MIDNIGHT REVIEWS Fallout S1 E2 Review
Midnight Reviews features reviews and thought pieces written and edited by a parent, at night, after bedtime.
Fallout Season 1 Episode 2: ‘The Target’
Series created by: Geneva Robertson-Dworet, Graham Wagner
Featuring: Ella Purnell, Aaron Moten, Walton Goggins
Synopsis: Lucy MacLean (Purnell) is now outside the vault, continuing on a rather hopeless journey to save her father. Maximus (Moten), newly-appointed squire to Knight Titus (Michael Rapaport), leaves the base with his liege to find a man and his dog. The Ghoul (Goggins) is also around, waiting to drop into the mix…
Review: Fallout was obviously going to be one of the many shows where the main characters converge quickly upon each other, with characters having their own reasons for needing a MacGuffin of some kind, and it’s here in episode two, The Target, where this happens. Unfortunately, a lot of set up straight after an episode that already set up the series means it doesn’t really do a lot with each of the characters. Yes, they all do things, but at the end of it none of them have changed beyond how much dirt and blood they each have under their fingernails.

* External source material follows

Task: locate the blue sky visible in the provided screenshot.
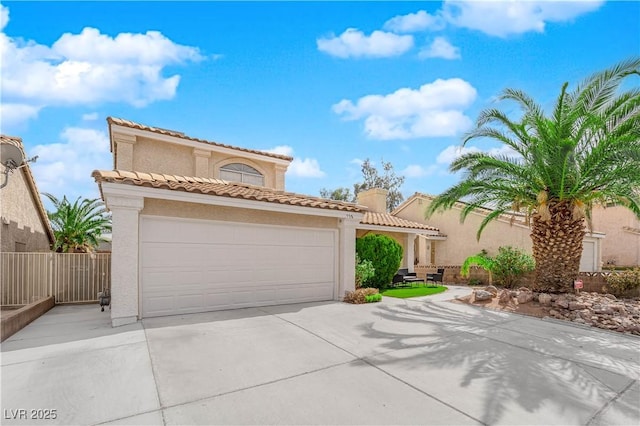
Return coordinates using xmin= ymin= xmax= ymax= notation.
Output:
xmin=1 ymin=1 xmax=638 ymax=206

There is a ray of sunshine in the form of Michael Emerson, here playing a Doctor Wilzig (with the state of the world, probably the only Doctor Wilzig). Enigmatic, mysterious, we see him playing against what seems obvious as he helps a dog escape some mad experiment-type shenanigans. Emerson plays him with the right mixture of shadow and light so as not to come off as simply creepy or naive. Instead I found myself hoping he’d be around for the long haul.

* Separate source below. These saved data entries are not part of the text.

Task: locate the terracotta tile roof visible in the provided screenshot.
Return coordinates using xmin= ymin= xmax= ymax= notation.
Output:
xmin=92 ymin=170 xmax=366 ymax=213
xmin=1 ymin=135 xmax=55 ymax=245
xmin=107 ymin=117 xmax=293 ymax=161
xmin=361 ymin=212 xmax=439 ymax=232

Does next to nothing besides plot.
That Lucy happens upon the man who can help her not once, but twice, screams of good luck in place of good narrative sense. This is only one of the unbelievable things in an episode rather full of inconsistencies. These are present only because if they were absent, the plot would not get from A to B.
We are treated to Maximus and his liege Titus on a jaunt in the forest, giving us a neat little rug pull when the knight’s face is finally revealed. However, by the time the episode comes around to doing what it needs to in order to move Maximus into some power armour, the feeling can’t be escaped that Michael Rapaport has frankly been wasted. His character seems dumbly written even by genre standards. Maybe, if you squint your eyes, tilt your head and shove a piece of celery in each ear, maybe the show can get away with the fact that he’s just dumb.

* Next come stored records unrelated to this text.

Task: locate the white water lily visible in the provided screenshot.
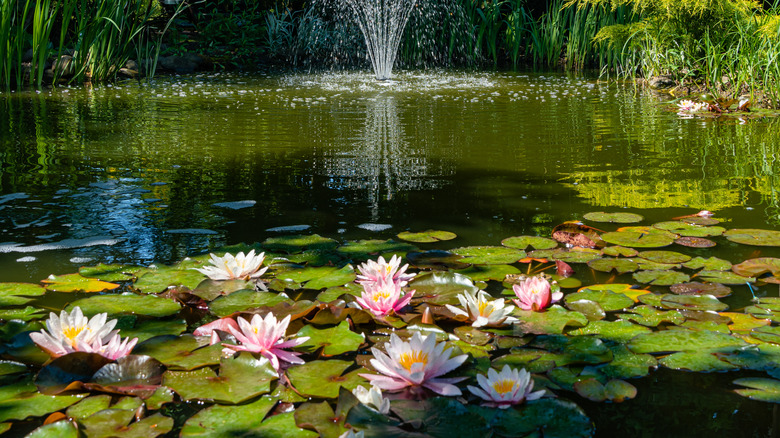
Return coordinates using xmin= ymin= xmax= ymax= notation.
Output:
xmin=676 ymin=99 xmax=707 ymax=113
xmin=353 ymin=384 xmax=391 ymax=414
xmin=467 ymin=365 xmax=545 ymax=408
xmin=359 ymin=331 xmax=468 ymax=396
xmin=194 ymin=250 xmax=268 ymax=281
xmin=445 ymin=290 xmax=517 ymax=328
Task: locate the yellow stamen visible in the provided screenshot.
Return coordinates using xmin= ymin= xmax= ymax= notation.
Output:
xmin=477 ymin=299 xmax=490 ymax=315
xmin=372 ymin=289 xmax=392 ymax=302
xmin=62 ymin=326 xmax=84 ymax=342
xmin=398 ymin=350 xmax=428 ymax=371
xmin=492 ymin=379 xmax=516 ymax=395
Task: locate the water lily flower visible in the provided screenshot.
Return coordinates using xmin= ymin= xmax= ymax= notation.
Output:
xmin=339 ymin=430 xmax=365 ymax=438
xmin=194 ymin=250 xmax=268 ymax=281
xmin=360 ymin=331 xmax=468 ymax=396
xmin=30 ymin=307 xmax=120 ymax=358
xmin=353 ymin=384 xmax=391 ymax=414
xmin=355 ymin=281 xmax=414 ymax=316
xmin=512 ymin=276 xmax=562 ymax=311
xmin=92 ymin=333 xmax=139 ymax=361
xmin=356 ymin=255 xmax=415 ymax=287
xmin=467 ymin=365 xmax=545 ymax=408
xmin=676 ymin=99 xmax=707 ymax=113
xmin=445 ymin=290 xmax=517 ymax=327
xmin=221 ymin=313 xmax=309 ymax=370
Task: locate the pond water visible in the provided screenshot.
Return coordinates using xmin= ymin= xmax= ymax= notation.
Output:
xmin=2 ymin=70 xmax=780 ymax=436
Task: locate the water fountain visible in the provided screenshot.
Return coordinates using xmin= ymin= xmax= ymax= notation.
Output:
xmin=341 ymin=0 xmax=417 ymax=80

In a similar vein, considering the logic of the show, how Maximus is able to get a hold of the power armour comes off as too easy. The entire exercise seems like an excuse to get him into this position, far too early to be emotionally satisfying. Again, we’re treated to a setup straight after the setup in episode one. A saving grace of this sequence is that Fallout does somehow capture the panic of a gamer running away from something terrifying, Titus repeating the Brotherhood mantra ‘Oh shit, oh shit’ to great comedic effect.
However, as stated, The Target does next to nothing besides plot. All the main characters converge for a shootout that is passable, but hardly spectacular, a real letdown after the tension in the first episode’s atomic strike sequence. Throughout, we are treated to a musical sting for any time The Ghoul does anything halfway cool, like fire his gun or jump out the way or fart, a musical sting that gets more distracting with each passing use. A deadly drinking game in the making.
Overall, this episode moves the pieces along efficiently enough, irregularities aside, but nothing more. That this season is only eight episodes in length only exacerbates the feeling of wasted time. If that was the aim of the episode, then The Target has surely been met.